Better and faster research !
Overview
Teaching: 35 min
Exercises: 0 minQuestions
How does this training relate to your work?
What are the benefits of using data science skills?
What can go wrong with working on data/code?
What are the challenges for teams and management?
Are there procedures and protocols that can help?
Objectives
Understand how this training material will help your research (and career).
Your research project is a computational project.
As a researcher, you are likely to use some sort of computational tools to process, analyse, and visualise data. You are also likely to work on your project with other members of the lab, and the success of your work may well depend on your interactions with your peers. In that sense any research project can be defined as a collaborative, computational project.

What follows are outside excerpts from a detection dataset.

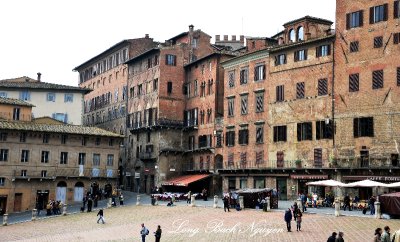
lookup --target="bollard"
[374,202,382,219]
[3,213,8,226]
[63,204,67,216]
[213,195,218,208]
[335,199,340,217]
[239,196,244,209]
[32,208,37,221]
[190,195,196,207]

We all may have dfferent research and data science expertise. The Turing Way project illustration by Scriberia for The Turing Way Community Shared under CC-BY 4.0 License. Zenodo. http://doi.org/10.5281/zenodo.3332807
Why are you here
Discuss why you/learners are taking this course, what are the expectations. Does the expectations align with the relevance of data science and content of this course?
Contents of this training material introduces methods and concepts to manage individuals and teams working on any computational project, which in the current era is literally all research projects. It is not about learning how to write code, but building a foundational understanding for computational methods that could be applied to your research. Furthermore, this training will provide guidance for facilitating collaboration and data analysis using tools like research data management, version control or code review.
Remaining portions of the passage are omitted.